The Sill
The sun’s rays are slow in reaching her sill,
but she’s not bothered by its tardiness.
Nursing the narcissus by the shut window,
she feels the moistness of the cold, damp soil.
In the shadows, she lives, from sun to sun,
a living phantom of hopes stale and cold.
As she gropes for the watering can, a cold
sweat comes upon her. Leaning on the sill,
as if it upheld the weight of lost sun,
ruined splendor, she recalls his tardiness,
his nonchalance, her brave despair, the soil
of her injured pride — fire without a window. . .

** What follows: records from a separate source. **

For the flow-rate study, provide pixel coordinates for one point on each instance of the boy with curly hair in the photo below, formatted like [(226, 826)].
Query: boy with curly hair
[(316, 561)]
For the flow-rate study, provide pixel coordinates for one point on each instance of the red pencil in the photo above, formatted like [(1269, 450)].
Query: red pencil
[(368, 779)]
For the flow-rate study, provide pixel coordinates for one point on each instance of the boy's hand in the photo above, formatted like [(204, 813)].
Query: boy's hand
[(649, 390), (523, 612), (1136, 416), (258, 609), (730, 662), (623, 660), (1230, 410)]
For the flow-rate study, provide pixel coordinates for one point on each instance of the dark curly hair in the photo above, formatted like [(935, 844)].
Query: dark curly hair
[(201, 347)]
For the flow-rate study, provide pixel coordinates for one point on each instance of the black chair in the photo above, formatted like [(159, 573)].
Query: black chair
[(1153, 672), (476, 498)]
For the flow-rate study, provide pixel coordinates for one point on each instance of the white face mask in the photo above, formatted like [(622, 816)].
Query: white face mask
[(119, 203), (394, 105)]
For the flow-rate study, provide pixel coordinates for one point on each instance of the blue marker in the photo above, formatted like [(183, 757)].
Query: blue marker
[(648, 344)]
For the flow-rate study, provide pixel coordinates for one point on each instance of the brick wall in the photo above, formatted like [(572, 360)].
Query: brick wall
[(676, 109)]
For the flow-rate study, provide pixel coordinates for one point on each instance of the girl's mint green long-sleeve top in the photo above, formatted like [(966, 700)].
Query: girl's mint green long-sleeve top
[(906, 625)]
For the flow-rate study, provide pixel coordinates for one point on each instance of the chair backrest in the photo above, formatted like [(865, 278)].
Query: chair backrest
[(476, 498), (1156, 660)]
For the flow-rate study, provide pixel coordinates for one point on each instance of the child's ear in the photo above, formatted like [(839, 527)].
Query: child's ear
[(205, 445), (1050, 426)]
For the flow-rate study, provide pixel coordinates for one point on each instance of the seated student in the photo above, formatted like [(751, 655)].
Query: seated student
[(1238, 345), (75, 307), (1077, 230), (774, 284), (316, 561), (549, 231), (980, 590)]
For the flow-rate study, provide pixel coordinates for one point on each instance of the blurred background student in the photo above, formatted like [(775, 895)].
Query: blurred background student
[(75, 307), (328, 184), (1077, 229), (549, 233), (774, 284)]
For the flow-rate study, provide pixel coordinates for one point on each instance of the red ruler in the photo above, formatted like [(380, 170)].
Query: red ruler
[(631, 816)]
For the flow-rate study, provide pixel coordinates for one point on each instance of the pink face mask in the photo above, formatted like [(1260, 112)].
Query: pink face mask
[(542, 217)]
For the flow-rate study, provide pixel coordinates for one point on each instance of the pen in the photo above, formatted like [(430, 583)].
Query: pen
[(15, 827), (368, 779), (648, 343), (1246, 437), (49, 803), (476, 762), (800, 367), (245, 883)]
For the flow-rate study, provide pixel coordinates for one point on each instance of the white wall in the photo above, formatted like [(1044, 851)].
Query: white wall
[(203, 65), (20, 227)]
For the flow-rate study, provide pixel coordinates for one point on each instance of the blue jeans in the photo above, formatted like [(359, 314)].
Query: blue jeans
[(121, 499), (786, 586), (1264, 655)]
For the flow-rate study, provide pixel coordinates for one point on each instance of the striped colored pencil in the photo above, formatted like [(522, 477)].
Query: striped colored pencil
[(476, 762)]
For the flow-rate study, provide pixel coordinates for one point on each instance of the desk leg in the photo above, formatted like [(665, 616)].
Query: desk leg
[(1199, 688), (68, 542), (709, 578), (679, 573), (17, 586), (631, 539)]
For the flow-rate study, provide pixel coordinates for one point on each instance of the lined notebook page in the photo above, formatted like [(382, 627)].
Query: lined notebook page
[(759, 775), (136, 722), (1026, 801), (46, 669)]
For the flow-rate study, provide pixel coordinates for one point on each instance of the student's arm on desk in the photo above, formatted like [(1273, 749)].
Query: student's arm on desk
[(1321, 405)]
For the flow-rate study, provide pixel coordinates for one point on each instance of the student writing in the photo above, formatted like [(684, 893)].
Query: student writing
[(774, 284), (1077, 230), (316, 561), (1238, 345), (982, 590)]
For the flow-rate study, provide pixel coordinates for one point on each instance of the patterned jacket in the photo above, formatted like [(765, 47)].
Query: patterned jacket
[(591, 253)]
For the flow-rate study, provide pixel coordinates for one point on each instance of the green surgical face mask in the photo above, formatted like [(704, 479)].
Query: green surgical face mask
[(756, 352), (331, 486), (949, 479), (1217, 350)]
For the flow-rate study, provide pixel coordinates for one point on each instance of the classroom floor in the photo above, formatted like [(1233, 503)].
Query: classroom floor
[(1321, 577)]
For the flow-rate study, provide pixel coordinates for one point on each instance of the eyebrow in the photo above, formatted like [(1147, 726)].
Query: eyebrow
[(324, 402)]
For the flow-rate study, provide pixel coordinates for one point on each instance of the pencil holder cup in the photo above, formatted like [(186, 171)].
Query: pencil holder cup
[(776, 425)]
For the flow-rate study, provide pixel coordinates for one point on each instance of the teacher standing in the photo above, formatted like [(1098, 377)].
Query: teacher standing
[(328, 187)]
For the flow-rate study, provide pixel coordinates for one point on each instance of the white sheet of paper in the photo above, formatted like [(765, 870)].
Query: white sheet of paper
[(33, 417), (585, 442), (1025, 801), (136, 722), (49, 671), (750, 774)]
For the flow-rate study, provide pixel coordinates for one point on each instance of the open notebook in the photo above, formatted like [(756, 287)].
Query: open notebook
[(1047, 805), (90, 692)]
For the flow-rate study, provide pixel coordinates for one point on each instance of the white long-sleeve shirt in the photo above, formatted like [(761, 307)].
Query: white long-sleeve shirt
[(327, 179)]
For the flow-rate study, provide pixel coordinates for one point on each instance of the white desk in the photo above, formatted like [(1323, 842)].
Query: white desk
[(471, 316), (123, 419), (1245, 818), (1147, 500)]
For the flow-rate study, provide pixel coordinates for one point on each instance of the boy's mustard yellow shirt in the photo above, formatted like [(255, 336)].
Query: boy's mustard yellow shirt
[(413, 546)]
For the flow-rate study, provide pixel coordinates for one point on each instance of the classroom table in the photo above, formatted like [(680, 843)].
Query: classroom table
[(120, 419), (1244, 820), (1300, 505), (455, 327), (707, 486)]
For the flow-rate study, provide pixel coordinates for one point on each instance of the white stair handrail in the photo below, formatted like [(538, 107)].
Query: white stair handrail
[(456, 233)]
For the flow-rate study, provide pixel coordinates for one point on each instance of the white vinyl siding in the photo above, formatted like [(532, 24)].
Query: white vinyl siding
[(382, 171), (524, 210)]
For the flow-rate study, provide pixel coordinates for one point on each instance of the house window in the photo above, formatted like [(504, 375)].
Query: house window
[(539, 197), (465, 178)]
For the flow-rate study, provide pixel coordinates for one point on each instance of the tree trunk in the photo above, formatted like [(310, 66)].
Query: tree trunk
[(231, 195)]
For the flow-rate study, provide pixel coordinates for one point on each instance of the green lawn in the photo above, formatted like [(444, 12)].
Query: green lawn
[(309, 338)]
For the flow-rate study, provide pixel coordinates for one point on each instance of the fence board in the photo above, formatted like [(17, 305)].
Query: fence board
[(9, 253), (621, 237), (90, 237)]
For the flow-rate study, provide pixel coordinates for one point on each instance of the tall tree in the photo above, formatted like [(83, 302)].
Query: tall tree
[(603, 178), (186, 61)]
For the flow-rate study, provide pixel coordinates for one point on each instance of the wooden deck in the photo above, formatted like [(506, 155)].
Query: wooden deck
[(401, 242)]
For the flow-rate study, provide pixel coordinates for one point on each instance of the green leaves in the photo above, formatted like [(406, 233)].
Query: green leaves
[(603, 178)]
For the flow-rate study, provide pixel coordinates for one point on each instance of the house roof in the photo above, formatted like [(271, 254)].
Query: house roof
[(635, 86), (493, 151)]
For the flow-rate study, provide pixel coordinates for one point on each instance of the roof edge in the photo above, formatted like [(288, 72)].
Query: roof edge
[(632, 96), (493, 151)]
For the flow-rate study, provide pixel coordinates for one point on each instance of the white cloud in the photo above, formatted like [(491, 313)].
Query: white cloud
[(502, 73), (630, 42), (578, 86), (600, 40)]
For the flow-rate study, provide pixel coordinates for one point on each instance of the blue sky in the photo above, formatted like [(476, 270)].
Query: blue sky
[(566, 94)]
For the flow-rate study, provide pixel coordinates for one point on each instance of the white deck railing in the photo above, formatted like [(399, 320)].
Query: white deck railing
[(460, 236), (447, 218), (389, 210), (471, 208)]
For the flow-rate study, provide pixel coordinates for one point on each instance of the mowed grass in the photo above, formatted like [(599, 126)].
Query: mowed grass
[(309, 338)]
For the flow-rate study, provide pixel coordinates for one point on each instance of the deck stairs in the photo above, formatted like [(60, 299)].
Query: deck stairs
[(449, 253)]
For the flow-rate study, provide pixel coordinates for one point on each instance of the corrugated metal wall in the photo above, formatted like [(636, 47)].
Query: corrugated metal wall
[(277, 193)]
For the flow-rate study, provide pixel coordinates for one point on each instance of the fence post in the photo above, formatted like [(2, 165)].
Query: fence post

All’s evoked by the can’s rawness, a window
to wounds, a touch condemning her to cold
remembrances. She left her native soil
for his. He found her sitting on a sill,
eager to be led, for the tardiness
of love weighed on her heart. He was her sun.
Now permanently exiled from the sun
of youth, eviscerated by the window
of time, she shuffles with the tardiness
of death, waiting for rage to die. A cold,
dissonant howl were his eyes by the sill
as he silently casted her off as soil.
She had given her trust only to soil
her heart. While tears watered her wrath, her sun
of sorrow shone blindingly on the sill
of eclipsed remorse. Staring out a window,
she had seen him give daffodils on cold
days to someone else without tardiness.
Her narcissus is blind, (a tardiness
of blooms, she’s told), just leaves on fertile soil.
He said he desired children with her ... Cold
are his brow and his lips. Glazed by the sun,
its oblong rays, the water is his window
to the sky ... No daffodils grow on her sill.
The sun and water collide on the cold
dark soil. She stares blankly out the window. . .
He paid for his tardiness to love by the sill.